Я смотрел на эти вечные струившиеся воды и размышлял о любви, которую питал к этому человеку, любви, к которой не примешивалось ни капли желания, – по крайней мере, я его не обнаруживал. Я сравнивал ее с любовью – робкой, скрытной и одновременно жадной и упрямой, – которая влекла меня к телам женщин, приводя к их попеременному присутствию – к лихорадочной жажде их присутствия и к раздражению, в которое повергало меня их присутствие. А в глубине этого – даже не материнского – лона трепетало существо с едва намеченным или неопределимым полом, куда более древнее, чем я сам, некто, с кем я менялся ролями и кто упорно молчал, словно изумление замкнуло ему уста. Я вспоминал господина пастора Ганса Нортенваля и четвертую эклогу Вергилия, которую следовало заучить наизусть и декламировать с истинно германским пафосом; при этом полагалось простереть вперед обе руки и вытянуть пальцы. Герр Пфаррер заставлял нас читать эти стихи, а сам слушал, отбивая такт гибкой палочкой, напоминавшей дирижерскую. Каждая ошибка или заминка каралась жестоким ударом по пальцам.
Я вернулся на улицу Варенн.

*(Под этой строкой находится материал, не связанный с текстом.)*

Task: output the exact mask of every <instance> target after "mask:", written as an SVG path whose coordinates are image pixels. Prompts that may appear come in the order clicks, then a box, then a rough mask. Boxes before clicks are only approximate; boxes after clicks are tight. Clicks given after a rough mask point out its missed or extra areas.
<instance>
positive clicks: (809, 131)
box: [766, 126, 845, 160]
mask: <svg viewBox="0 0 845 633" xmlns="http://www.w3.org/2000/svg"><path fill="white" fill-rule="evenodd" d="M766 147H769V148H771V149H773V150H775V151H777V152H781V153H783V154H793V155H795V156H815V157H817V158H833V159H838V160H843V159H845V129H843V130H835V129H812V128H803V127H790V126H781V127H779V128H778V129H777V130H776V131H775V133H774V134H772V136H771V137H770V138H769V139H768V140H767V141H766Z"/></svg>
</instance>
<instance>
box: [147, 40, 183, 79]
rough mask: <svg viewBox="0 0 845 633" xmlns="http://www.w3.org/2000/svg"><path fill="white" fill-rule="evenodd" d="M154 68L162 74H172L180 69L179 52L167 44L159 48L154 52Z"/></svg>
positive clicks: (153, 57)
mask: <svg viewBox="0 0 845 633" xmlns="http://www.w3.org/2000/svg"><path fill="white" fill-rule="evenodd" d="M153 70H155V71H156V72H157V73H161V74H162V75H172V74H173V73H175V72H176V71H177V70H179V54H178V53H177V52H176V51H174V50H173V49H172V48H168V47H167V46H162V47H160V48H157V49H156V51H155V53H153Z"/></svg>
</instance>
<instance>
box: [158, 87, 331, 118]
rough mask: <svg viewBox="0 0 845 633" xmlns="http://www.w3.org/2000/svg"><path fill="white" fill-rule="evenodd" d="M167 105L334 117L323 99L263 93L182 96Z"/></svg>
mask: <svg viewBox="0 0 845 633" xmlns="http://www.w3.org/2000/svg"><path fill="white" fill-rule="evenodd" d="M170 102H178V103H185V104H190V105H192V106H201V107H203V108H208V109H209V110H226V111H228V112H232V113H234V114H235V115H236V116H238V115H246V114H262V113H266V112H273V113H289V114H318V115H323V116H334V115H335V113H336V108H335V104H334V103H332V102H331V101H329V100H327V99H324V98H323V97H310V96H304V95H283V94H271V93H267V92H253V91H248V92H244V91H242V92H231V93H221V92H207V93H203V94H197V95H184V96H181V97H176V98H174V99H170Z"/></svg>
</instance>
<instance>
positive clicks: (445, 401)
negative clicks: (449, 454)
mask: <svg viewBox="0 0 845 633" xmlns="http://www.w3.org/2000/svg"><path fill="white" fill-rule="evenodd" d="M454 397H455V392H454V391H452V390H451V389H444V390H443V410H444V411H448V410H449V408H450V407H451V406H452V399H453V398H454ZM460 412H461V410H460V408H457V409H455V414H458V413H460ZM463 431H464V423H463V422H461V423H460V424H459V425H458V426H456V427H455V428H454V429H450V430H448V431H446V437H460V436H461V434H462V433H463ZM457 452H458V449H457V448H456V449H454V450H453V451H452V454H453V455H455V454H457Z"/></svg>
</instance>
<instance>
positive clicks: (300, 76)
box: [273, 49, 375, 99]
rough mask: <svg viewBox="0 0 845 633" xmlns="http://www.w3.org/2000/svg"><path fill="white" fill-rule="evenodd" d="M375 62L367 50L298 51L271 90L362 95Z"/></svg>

Позвонил по телефону. Отправился в «Понт». Мы стали часто видеться. Обычно я ждал его на площади Лувра по вечерам, когда он кончал работать. Или же он заходил за мной к Костекеру, на улицу Риволи.
Двадцать седьмого мая я был приглашен к ним на ужин. Для детей я купил за бешеные деньга, разыскав с большим трудом (поиски эти заняли у меня два дня), дижонские пряники – улитку, золоченую курицу, святого Николая и веселую свинку. Дельфина, в бытность нашу в Пренуа, обожала дижонские пряники. Но сложнее всего оказалось раздобыть другой пряник – реймский ржаной, в виде колокола; такие пряники мой отец, оставшийся в душе роялистом, ставил превыше Господа Бога. Раздобыл я также банку смородинового желе без косточек, сделанного в Бар-ле-Дюк, присовокупив к нему баночку черничного варенья из Лалувеска. В данном случае я мог быть спокоен: мне было хорошо известно, что Сенесе любит и то и другое. Сам я терпеть не могу принимать и вручать подарки (а если уж совсем честно, то принимать не люблю еще больше, чем дарить) и считаю это одной из самых мерзких черт своего характера. В общем, скажу так: по моему мнению, подобная странность стоит в ряду отвратительнейших качеств человека и вполне характеризует его с плохой стороны. Я всегда с тоской жду, когда явится Gabenbringer,[112]
и едва ангел-даритель, или Дед Мороз, или святой Николай выйдут за порог, заглядываю в комнату, вижу стол, заваленный подарками, и в отчаянии удираю подальше.Итак, я заявился на улицу Гинмэр в сильном смятении. Проезжавший автомобиль задел меня при переходе на другую сторону, и я упал на тротуар, моля Бога сохранить в целости банки со смородиновым желе без косточек и с черничным вареньем, которые вполне заслуживали этой милости. Я позвонил в дверь.
Квартира сияла неописуемой красотой и завидной роскошью. Более того, эти апартаменты были настолько великолепны, что зависть вполне могла вылиться в неугасающую ненависть. Хочу напомнить, что я пришел сюда из своей магдаленской студии. Просторный овальный салон выходил своими шестью окнами на улицу Гинмэр и в Люксембургский сад; стены другой гостиной, поменьше, были увешаны изумительными картинами и гравюрами. К счастью, камин был сложен из искусственного мрамора, и это позволяло ощутить жалость к хозяевам, вынужденным жить рядом с таким уродством.
Сенесе сам открыл дверь. Мадлен шла мне навстречу по коридору, она выглядела слегка смущенной. Невозможно было признать в ней былую тринадцатилетнюю девочку с обгрызенными ногтями и коленками в синяках. Высокая, белокурая, энергичная женщина. Она не смотрела мне в глаза.
«Добрый день, месье», – сказала она, глядя то на мои ноги, то на дверной порог.
Я поцеловал ее в щеку.
«Вы меня помните?» – спросила она.
Она все еще избегала встречаться со мной глазами. Трехлетний Шарль цеплялся за руку матери. Я расцеловал и его.
«Вы пьете аперитив до ужина? Хотите
«Мадлен, делайте, как сочтете нужным».
Тут она наконец взглянула мне в глаза.
«Разве вы не помните?» – сказала она с упреком.